The Depression also enlarged the group of economic policy institutions, including the Tariff board, now the Productivity Commission,  Nowadays there is greater attempt to coordinate the various 'arms' of economic policy, though the comments reported above by Messrs McLean and Schedvin raise the question of how much economic policies can change economic outcomes.

 

World War II

 

This war was again horrific, though generally regarded as less awful that WW I. Germany invaded the non-German part of Europe, then Russia, and fighting on two fronts eventually ended its appetite for war. Japan bombed Pearl Harbour to bring America into the war and also paid a massive price in deaths of its soldiers, airmen and sailors as well as the people of Hiroshima and Nagasaki.

 

My father signed up when war broke out but luckily survived the bombing of Darwin, with a bad head wound that made no noticable effect on his mind.  Norm learned to repair and maintain refrigerators and ended the war as a sergeant. After the war he set up a small business in Nunawading and I learned to help renovate fridges that were traded in. We renovated fridges traded in by Myer at Chadstone, and received $100 per fridge.  My special expertise was cleaning the interior, often a horrible job, and replacing the rubber around the door. [Remove repetition}

 

During WW II, Essington Lewis, the Managing Director of BHP also became Director of Australia's munitions, appointed by Menzies and retained when the political wheel turned to Chifley. Australia's promotion of manufacturing in the interwar years paid off as we were in virtual isolation, at least until the navel battle of Coral Sea and heroic army action on the Kokoda Track ended Japan's southward thrust.

 

By war's end Essington Lewis's strong leadership produced massive amounts of military equipment and munitions, including quite decent fighter planes. It is a sobering thought that no such effort could be mounted now due to the wreckage of Australia's manufacturing industries on the altar of 'Free trade'.  *

 

* http://adb.anu.edu.au/biography/lewis-essington-7185

 

The war again took several years and cost many lives and damaged lives.
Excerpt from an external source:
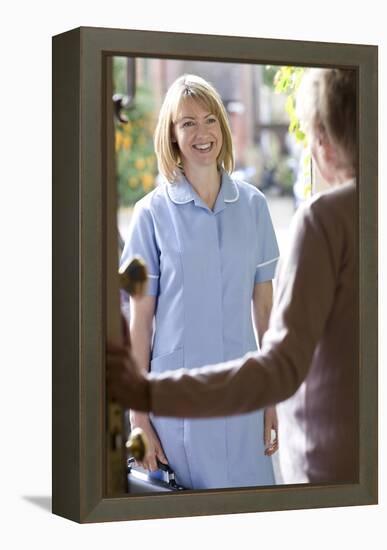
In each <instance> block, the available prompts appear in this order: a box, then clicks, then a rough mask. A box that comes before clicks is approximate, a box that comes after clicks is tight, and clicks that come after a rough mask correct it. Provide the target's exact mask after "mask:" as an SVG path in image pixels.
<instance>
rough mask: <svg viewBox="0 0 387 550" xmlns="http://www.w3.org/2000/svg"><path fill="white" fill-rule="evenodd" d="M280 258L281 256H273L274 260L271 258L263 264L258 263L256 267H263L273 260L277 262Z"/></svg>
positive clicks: (272, 260)
mask: <svg viewBox="0 0 387 550" xmlns="http://www.w3.org/2000/svg"><path fill="white" fill-rule="evenodd" d="M278 259H279V256H277V257H276V258H273V259H272V260H269V261H268V262H263V263H262V264H258V265H257V266H256V267H263V266H264V265H268V264H272V263H273V262H276V261H277V260H278Z"/></svg>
World War II fatality statistics vary, with estimates of total deaths ranging from 50 million to more than 80 million. The higher figure of over 80 million includes deaths from war-related disease and famine. Civilians killed totalled 50 to 55 million, including 19 to 28 million from war-related disease and famine.

 

Over 993,000 Australians served in the armed forces during World War II. Of those on active service, 27 thousand were killed in action or died, more than 23 thousand were wounded, and 30,560 were taken prisoner of war. Of those taken prisoner, almost 9 thousand died in captivity.

 

Both sets of statistics come from the World Wide Web.

 

After this second war to end war there was widespread fear of another depressed era. Instead it was a time of widespread boom, demonstrating the fallibility of prediction in human affairs.  Also the 1950s and 1960s were time of widespread changes in social issues and culture. The children of those who had suffered war and depression, including this writer, experienced growth and general optimism and in Australia economic and social freedom never before experienced by such high numbers of people.